Sustained “reality” is uncharacteristic of Durang’s work, though in some of his later plays, he does write sober, interior monologues that provide a retreat from the surrounding zany scenes. In the middle of The Marriage of Bette and Boo, for example, Bette, in a cry for help, makes a painful phone call to her childhood friend Bonnie. Similarly, at the end of Sister Mary Ignatius Explains It All for You, Durang injects a harsh monologue about cancer, rape, and abortion into an otherwise outrageous farce. Although there are no such monologues in The Idiots Karamazov, Durang believes that the characters have important through-lines. “If the actors don’t play the spine of the play, the production becomes haphazard. Actors need psychological underpinning.
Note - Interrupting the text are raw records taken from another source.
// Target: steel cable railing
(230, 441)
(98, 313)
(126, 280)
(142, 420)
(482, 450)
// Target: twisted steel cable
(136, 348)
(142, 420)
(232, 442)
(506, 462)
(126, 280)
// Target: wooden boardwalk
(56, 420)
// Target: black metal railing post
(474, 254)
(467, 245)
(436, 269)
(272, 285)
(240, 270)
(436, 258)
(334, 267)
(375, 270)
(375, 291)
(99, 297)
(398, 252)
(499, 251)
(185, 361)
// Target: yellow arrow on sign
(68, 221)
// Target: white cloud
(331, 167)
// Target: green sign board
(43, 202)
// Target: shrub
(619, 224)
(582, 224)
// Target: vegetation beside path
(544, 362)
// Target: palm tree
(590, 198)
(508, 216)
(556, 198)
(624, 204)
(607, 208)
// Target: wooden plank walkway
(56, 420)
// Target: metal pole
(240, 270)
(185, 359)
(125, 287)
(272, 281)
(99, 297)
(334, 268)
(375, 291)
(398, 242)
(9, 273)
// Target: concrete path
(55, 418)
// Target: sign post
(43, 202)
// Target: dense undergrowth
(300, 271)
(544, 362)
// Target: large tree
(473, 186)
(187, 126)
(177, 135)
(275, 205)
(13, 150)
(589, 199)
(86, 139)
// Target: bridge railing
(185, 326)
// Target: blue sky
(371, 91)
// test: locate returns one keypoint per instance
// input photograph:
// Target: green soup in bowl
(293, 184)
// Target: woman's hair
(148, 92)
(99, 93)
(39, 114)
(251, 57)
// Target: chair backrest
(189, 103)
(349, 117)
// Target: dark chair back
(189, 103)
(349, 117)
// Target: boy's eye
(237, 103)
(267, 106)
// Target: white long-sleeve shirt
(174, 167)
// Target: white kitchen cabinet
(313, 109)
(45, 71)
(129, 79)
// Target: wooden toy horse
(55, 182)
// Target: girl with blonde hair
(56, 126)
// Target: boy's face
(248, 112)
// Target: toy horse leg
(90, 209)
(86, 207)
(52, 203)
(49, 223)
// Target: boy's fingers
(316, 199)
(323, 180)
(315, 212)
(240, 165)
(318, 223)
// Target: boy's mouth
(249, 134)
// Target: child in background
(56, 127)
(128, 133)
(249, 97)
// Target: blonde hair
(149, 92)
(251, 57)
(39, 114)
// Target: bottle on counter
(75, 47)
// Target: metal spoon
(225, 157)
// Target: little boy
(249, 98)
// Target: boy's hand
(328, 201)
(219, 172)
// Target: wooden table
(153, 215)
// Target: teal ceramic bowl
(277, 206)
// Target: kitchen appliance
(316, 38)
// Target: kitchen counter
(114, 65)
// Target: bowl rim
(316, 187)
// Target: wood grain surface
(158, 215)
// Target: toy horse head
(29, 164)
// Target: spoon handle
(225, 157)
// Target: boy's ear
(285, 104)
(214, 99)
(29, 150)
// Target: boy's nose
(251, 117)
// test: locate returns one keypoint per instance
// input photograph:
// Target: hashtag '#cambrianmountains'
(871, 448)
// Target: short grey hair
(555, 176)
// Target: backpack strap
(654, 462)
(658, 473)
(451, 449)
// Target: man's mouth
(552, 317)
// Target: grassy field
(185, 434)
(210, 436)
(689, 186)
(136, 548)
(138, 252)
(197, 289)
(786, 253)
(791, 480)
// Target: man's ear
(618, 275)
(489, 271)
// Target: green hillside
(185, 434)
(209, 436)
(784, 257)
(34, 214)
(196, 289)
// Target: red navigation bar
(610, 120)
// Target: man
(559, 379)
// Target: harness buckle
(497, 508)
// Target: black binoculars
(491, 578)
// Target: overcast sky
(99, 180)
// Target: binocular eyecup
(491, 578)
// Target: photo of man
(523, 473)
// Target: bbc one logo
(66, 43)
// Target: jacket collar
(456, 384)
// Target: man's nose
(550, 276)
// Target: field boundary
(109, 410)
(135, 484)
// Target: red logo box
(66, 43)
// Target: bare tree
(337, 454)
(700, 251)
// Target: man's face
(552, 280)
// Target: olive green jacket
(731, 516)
Robert Altman made a film version of my play Beyond Therapy that I hate. The characters just run around acting crazy without any psychological truth. But the source of this behavior isn’t recognizable. Some actors, such as Bette Midler and Tommy Derrah (who will star as Constance Garnett), have a strange gift for simultaneously exaggerating and keeping a foot in reality.”
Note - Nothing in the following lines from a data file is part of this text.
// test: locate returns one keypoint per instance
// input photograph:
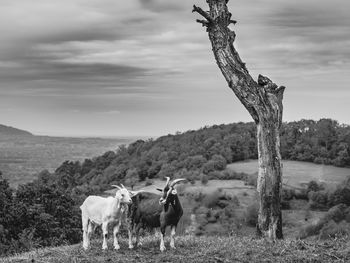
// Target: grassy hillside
(300, 173)
(198, 249)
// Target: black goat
(149, 210)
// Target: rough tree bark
(263, 100)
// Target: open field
(299, 173)
(192, 249)
(23, 157)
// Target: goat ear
(133, 193)
(117, 186)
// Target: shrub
(211, 200)
(314, 186)
(204, 179)
(288, 194)
(332, 229)
(148, 181)
(252, 179)
(318, 200)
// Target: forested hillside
(207, 151)
(46, 211)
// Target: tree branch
(202, 13)
(203, 22)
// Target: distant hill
(10, 131)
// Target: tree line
(46, 211)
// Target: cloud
(162, 6)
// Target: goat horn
(176, 181)
(133, 193)
(117, 186)
(167, 181)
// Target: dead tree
(263, 100)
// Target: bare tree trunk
(263, 100)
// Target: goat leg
(172, 234)
(162, 246)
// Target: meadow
(298, 174)
(192, 249)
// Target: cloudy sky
(144, 67)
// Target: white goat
(98, 210)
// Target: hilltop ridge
(11, 131)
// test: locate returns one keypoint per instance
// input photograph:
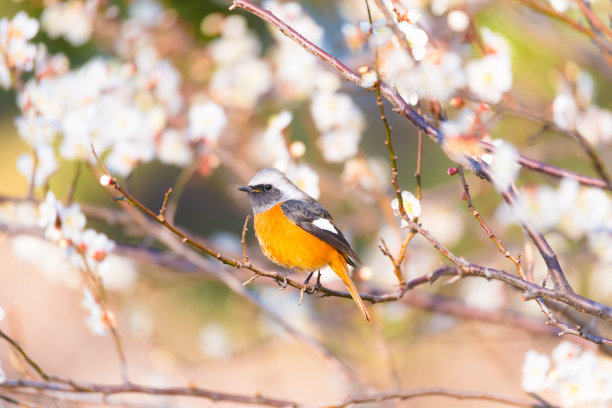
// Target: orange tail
(341, 269)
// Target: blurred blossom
(591, 208)
(489, 77)
(140, 320)
(564, 111)
(416, 37)
(118, 273)
(340, 121)
(335, 111)
(560, 5)
(535, 370)
(206, 122)
(273, 141)
(16, 51)
(147, 12)
(43, 166)
(339, 145)
(444, 221)
(578, 377)
(240, 77)
(365, 174)
(50, 260)
(305, 178)
(214, 341)
(126, 155)
(301, 318)
(600, 242)
(458, 20)
(59, 221)
(95, 246)
(503, 163)
(73, 20)
(595, 124)
(95, 320)
(35, 129)
(174, 148)
(434, 78)
(412, 206)
(22, 214)
(482, 294)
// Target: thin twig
(417, 173)
(516, 260)
(245, 256)
(111, 389)
(162, 212)
(438, 391)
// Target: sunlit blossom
(412, 206)
(96, 319)
(305, 178)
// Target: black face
(263, 196)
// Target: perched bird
(296, 232)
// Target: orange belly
(289, 245)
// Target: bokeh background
(180, 325)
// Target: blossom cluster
(573, 109)
(578, 377)
(17, 53)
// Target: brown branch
(107, 389)
(390, 22)
(553, 171)
(545, 9)
(443, 392)
(399, 104)
(516, 260)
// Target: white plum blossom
(489, 77)
(118, 273)
(59, 221)
(96, 319)
(274, 143)
(174, 148)
(206, 122)
(305, 178)
(214, 341)
(503, 163)
(335, 110)
(535, 371)
(43, 166)
(73, 20)
(416, 37)
(16, 51)
(339, 145)
(433, 79)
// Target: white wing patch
(325, 224)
Innaurato is less interested in grounded acting and dramatic structure than Durang. Karin Coonrod, the director of the A.R.T.’s production of Idiots, describes it as a “glorious wrestling match” between the co-authors. Part of that struggle manifests itself in the delicate balance between structure and chaos in the play. “I really loathe structure,” says Innaurato. “This need to make sense of everything is awful. We have to liberate ourselves from that. What makes sense? Nothing makes sense. Our grandfathers had realism. But the second half of this century has forced us to take seriously writers such as Ionesco or Beckett, who come out of an experience of the randomness of life. Theatre has to express that chaos of being. The Idiots Karamazov is about acting, about instantaneous self-transformation. An actor has to have the gift of transformation. Why can’t you become a samovar? Do you need a reason to play a samovar? An actor is someone who can be anything. A mountain. A moon. We humans crave chaos.”
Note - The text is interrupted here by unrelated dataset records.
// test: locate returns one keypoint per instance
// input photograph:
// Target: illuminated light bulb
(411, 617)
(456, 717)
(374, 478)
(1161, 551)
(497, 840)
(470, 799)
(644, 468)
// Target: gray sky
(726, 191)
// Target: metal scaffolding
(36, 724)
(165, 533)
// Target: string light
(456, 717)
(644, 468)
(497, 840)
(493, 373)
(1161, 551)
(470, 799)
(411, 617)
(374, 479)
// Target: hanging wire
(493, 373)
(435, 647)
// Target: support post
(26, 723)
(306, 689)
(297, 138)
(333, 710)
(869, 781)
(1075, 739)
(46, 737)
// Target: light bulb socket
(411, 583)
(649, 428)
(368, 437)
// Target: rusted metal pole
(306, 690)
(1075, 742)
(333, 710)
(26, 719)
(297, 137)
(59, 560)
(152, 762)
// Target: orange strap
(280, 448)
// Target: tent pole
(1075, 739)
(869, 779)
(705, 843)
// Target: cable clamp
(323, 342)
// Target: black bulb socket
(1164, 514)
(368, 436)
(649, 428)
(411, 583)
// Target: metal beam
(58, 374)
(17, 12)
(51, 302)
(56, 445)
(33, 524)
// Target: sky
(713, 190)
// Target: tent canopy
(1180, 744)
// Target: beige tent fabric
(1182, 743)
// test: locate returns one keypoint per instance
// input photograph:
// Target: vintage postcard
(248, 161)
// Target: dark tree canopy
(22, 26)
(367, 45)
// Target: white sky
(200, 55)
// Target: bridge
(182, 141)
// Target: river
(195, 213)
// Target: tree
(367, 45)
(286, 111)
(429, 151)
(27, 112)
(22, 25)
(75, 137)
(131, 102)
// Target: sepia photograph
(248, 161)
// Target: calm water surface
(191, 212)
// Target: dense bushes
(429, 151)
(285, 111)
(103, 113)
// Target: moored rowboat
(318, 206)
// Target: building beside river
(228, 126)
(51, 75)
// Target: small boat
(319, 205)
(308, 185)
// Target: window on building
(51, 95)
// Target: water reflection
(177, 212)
Despite their differences as playwrights, both Durang and Innaurato recognize one another as anarchists who channel their rage through comedy. “Idiots is a free association of two anarchic spirits,” reflects Innaurato. “In Chris’s early plays like Titanic, I see the vengeance of the baby on the parents for having dared to bring it into this world. The only way you can deal with that loathing is comedy. You either laugh or flee. There’s a great deal of animal rage from both of us in. I may be more in touch with my rage because I was raised in a killer family. Chris came from a more genteel family. But I’m sure both families were equally dysfunctional.”
Ryan McKittrick is a second-year dramaturgy student at the A.R.T./MXAT Institute for Advanced Theatre Training.